Mi è piaciuto. Tanto.
È sempre il solito discorso che bisogna leggere i libri al momento giusto. E questo era il momento per me.
Se esiste qualcosa come il cozy sci-fi questo libro ne è l’esempio più rappresentativo che io abbia letto finora. Non è cervellotico, non tratta di grandi temi sociali, non parla di distopie alienanti o catastrofi naturali, estinzioni di massa, tecnologia sterminatrice. No, parla di una creatura che vuole essere libera.

Solo per caso questo essere è una macchina senziente. Ma ha tutte le paure e le manie di un essere umano. E non è un caso se le manie e le paure emergono proprio quando SecUnit hackera il proprio modulo di controllo. Ha passato tutta la sua esistenza con quel giogo che la costringeva a obbedire agli ordini, che le diceva cosa fare. Non doveva prendere decisioni, doveva seguire la sua programmazione.
Le motivazioni per cui SecUnit viola il suo modulo di controllo non sono completamente chiare, anche se, man mano che la storia progredisce e riguadagna la memoria, lascia intendere che fosse una reazione ad un profondo trauma subito in passato.
Ha scelto la libertà perché l’obbedienza non la rendeva immune all’errore, anzi, la rendeva più fragile e corruttibile.
Ma il modulo le dava struttura, era la sua corazza. Perdere il modulo (e in seguito la sua corazza) la espone al mondo, agli elementi e alle persone. Un altro tipo di fragilità, non più nativa, ma ambientale.
SecUnit sceglie di essere libera all’inizio per curiosità, ma quando si rende conto cosa comporti davvero essere libera, si rende conto che non sa perché l’ha fatto, come non sa cosa vuole farne di questa libertà.

Con questo desiderio primario arrivano altri sentimenti: la solidarietà (affetto?) per le altre macchine, più o meno raffinate che siano, l’istinto di protezione nei confronti degli umani.

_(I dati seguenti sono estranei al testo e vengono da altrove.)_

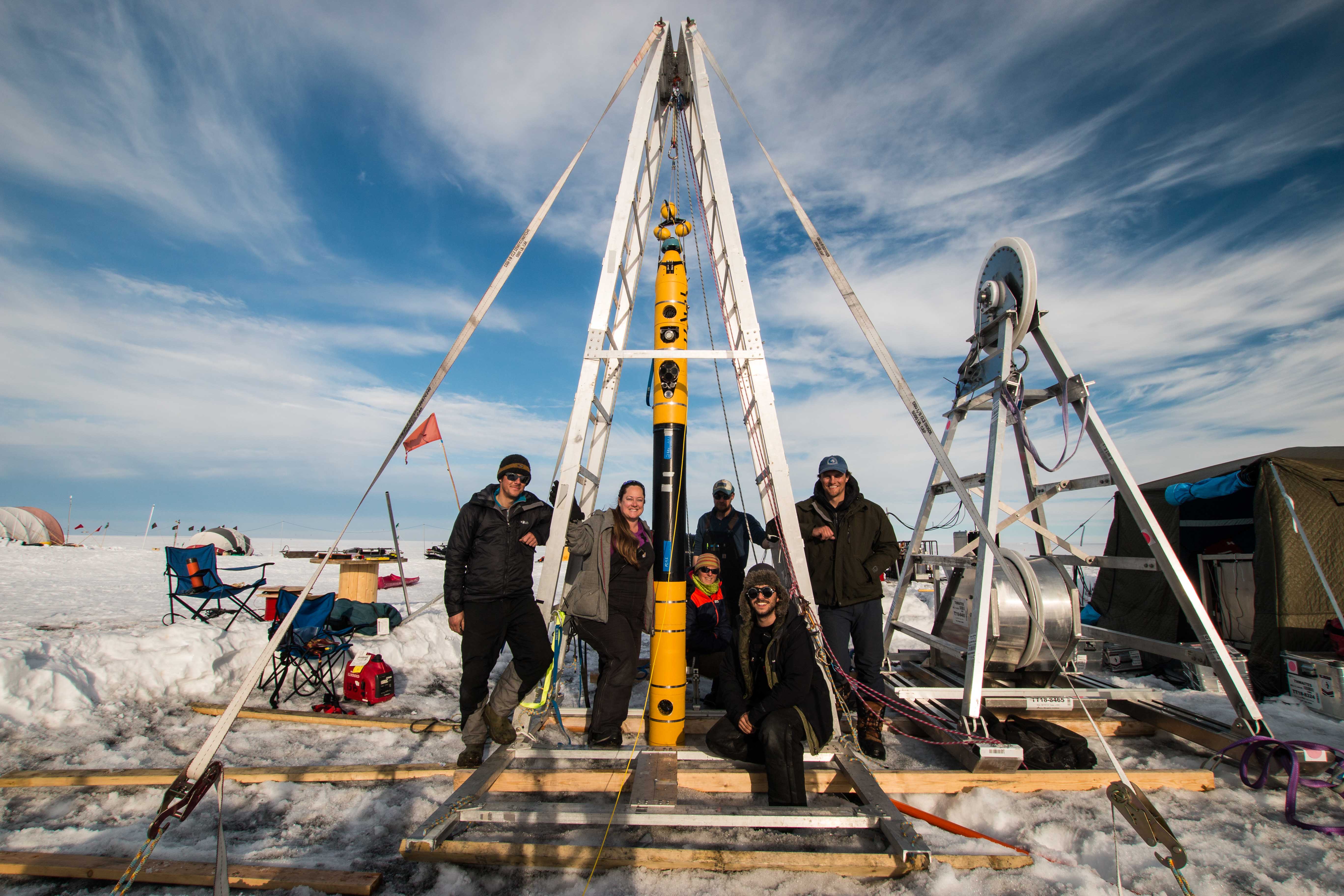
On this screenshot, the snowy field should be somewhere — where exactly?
[0,537,1344,896]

SecUnit voleva diventare una macchina assassina per vendicarsi degli stupidi umani che la trattavano male, ma alla fine scopre che occuparsi della sicurezza delle persone le piace, sa di essere brava, ed è consapevole che l’aver hackerato il modulo a liberato le sue capacità di calcolo e riesce ad imparare nuove abilità.
Ma, cosa più importante, ha imparato che vale la pena di fidarsi di qualcuno, che non tutti gli esseri umani sono dei trogloditi stupidi che si ammazzano a vicenda e la trattano male. Forse c’è qualcuno tra questi esseri biologici e puzzolenti che vale la pena salvare. E a cui affezionarsi.